Rozdział 1

1K 54 8
                                    

Ulice spływające krwią, mrok pełen tajemnic o których lepiej nie mówić - tak oto widzą świat ci, którzy od samego początku mieli w życiu pod górkę. Życie nie zawsze jest łatwe, często pełne wzlotów i upadków, albo bez wzlotów. W końcu każdy może się tak stoczyć, że nie da rady wstać i iść dalej. Nie każdy jest silny jak on, czyli jego ojciec czy matka.
Wiedział to już od najmłodszych lat.

Nie lubił myśleć o takich rzeczach, jednak nuda jaka towarzyszyła mu podczas długiej jazdy samochodem, zmusiła go do sięgnięcia po takie myśli.
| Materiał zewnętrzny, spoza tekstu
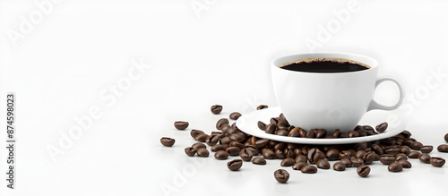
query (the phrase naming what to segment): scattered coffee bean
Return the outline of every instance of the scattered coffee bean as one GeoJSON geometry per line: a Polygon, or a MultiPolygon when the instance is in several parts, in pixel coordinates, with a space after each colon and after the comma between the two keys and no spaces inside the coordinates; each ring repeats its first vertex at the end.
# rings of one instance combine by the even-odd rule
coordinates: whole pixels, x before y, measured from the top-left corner
{"type": "Polygon", "coordinates": [[[196,148],[193,148],[193,147],[187,147],[185,148],[185,154],[188,155],[189,157],[193,157],[196,154],[196,148]]]}
{"type": "Polygon", "coordinates": [[[239,157],[244,161],[251,161],[252,158],[254,157],[254,153],[248,149],[244,149],[239,151],[239,157]]]}
{"type": "Polygon", "coordinates": [[[256,110],[261,110],[261,109],[266,109],[268,108],[268,106],[266,105],[260,105],[256,107],[256,110]]]}
{"type": "Polygon", "coordinates": [[[197,149],[197,155],[199,157],[207,158],[209,157],[210,152],[206,149],[201,148],[197,149]]]}
{"type": "Polygon", "coordinates": [[[376,132],[383,132],[387,129],[387,123],[383,123],[383,124],[376,125],[375,129],[376,129],[376,132]]]}
{"type": "Polygon", "coordinates": [[[431,158],[429,162],[431,163],[431,165],[433,165],[433,166],[437,167],[441,167],[445,165],[445,159],[444,159],[443,158],[431,158]]]}
{"type": "Polygon", "coordinates": [[[252,163],[256,165],[266,165],[266,160],[263,158],[254,158],[252,163]]]}
{"type": "Polygon", "coordinates": [[[295,163],[296,161],[293,158],[287,158],[281,161],[280,166],[291,166],[295,163]]]}
{"type": "Polygon", "coordinates": [[[408,160],[401,159],[399,160],[398,162],[401,164],[403,168],[410,168],[412,166],[412,164],[410,164],[410,162],[409,162],[408,160]]]}
{"type": "Polygon", "coordinates": [[[216,122],[216,129],[221,130],[222,125],[228,124],[228,120],[227,118],[221,118],[216,122]]]}
{"type": "Polygon", "coordinates": [[[403,166],[400,164],[399,162],[392,162],[387,166],[387,169],[391,172],[400,172],[403,170],[403,166]]]}
{"type": "Polygon", "coordinates": [[[305,166],[300,169],[300,171],[304,174],[315,174],[317,172],[317,167],[314,166],[305,166]]]}
{"type": "Polygon", "coordinates": [[[330,163],[328,163],[328,161],[326,161],[324,159],[320,159],[319,161],[317,161],[317,163],[315,165],[317,166],[318,168],[321,168],[321,169],[329,169],[330,168],[330,163]]]}
{"type": "Polygon", "coordinates": [[[421,153],[419,156],[418,156],[418,159],[423,162],[423,163],[430,163],[430,160],[431,160],[431,156],[429,156],[428,154],[426,153],[421,153]]]}
{"type": "Polygon", "coordinates": [[[395,161],[395,156],[383,154],[380,156],[380,162],[383,165],[390,165],[395,161]]]}
{"type": "Polygon", "coordinates": [[[233,159],[227,163],[227,167],[230,171],[237,171],[243,166],[243,161],[241,159],[233,159]]]}
{"type": "Polygon", "coordinates": [[[306,166],[308,166],[308,164],[305,162],[297,162],[294,165],[292,165],[292,169],[294,170],[302,170],[302,168],[306,166]]]}
{"type": "Polygon", "coordinates": [[[418,151],[411,151],[408,154],[408,158],[418,158],[418,156],[420,156],[420,152],[418,151]]]}
{"type": "Polygon", "coordinates": [[[441,144],[437,147],[439,152],[448,152],[448,144],[441,144]]]}
{"type": "Polygon", "coordinates": [[[345,164],[340,162],[336,162],[333,164],[333,169],[336,171],[344,171],[346,168],[345,164]]]}
{"type": "Polygon", "coordinates": [[[160,139],[160,143],[162,143],[162,145],[164,145],[166,147],[172,147],[175,142],[176,142],[176,140],[174,140],[172,138],[163,137],[160,139]]]}
{"type": "Polygon", "coordinates": [[[185,130],[188,127],[188,122],[185,121],[177,121],[174,123],[174,127],[178,130],[185,130]]]}
{"type": "Polygon", "coordinates": [[[213,115],[219,115],[222,111],[222,106],[220,105],[213,105],[210,107],[210,111],[213,113],[213,115]]]}
{"type": "Polygon", "coordinates": [[[228,153],[224,150],[219,150],[215,152],[215,158],[220,160],[225,160],[228,158],[228,153]]]}
{"type": "Polygon", "coordinates": [[[232,120],[238,120],[238,118],[241,116],[241,114],[239,112],[234,112],[232,114],[230,114],[230,115],[228,116],[228,118],[232,119],[232,120]]]}
{"type": "Polygon", "coordinates": [[[266,130],[266,124],[264,124],[261,121],[258,121],[257,125],[258,125],[258,128],[260,130],[263,130],[263,131],[266,130]]]}
{"type": "Polygon", "coordinates": [[[357,168],[357,173],[361,177],[366,177],[370,174],[370,166],[360,166],[357,168]]]}
{"type": "Polygon", "coordinates": [[[274,172],[274,177],[277,182],[286,183],[286,182],[289,179],[289,173],[284,169],[277,169],[274,172]]]}
{"type": "Polygon", "coordinates": [[[422,146],[420,148],[420,151],[423,152],[423,153],[430,153],[431,151],[433,151],[433,146],[430,146],[430,145],[425,145],[425,146],[422,146]]]}

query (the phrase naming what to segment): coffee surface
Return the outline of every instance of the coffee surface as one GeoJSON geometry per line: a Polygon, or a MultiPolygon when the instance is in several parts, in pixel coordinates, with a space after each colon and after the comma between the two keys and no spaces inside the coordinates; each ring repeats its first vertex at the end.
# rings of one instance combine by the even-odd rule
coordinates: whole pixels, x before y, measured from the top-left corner
{"type": "Polygon", "coordinates": [[[329,57],[304,58],[283,64],[280,67],[304,72],[349,72],[370,68],[357,61],[329,57]]]}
Nigdy nie przepadał za długą jazdą, szczególnie wtedy, kiedy była wolna i bez tego dreszczyku emocji. Gdyby on prowadził, już dawno dojechali by do celu, może z paroma zadrapaniami na karoserii, ale zawsze szybciej.
Ręce trzymał na kolanach, ale wzrok miał zwrócony za szybę, obserwując nocne życie miasta. Przyciemniane szyby dawały prywatność z możliwością obserwowania ludzi, co robił już od młodych lat.
Te nudne i monotonne życie zwykłych ludzi niezwykle go interesowało, więc zawsze korzystał z okazji, aby na nich popatrzeć. Czuł się wtedy niczym naukowiec badający jakieś obce organizmy.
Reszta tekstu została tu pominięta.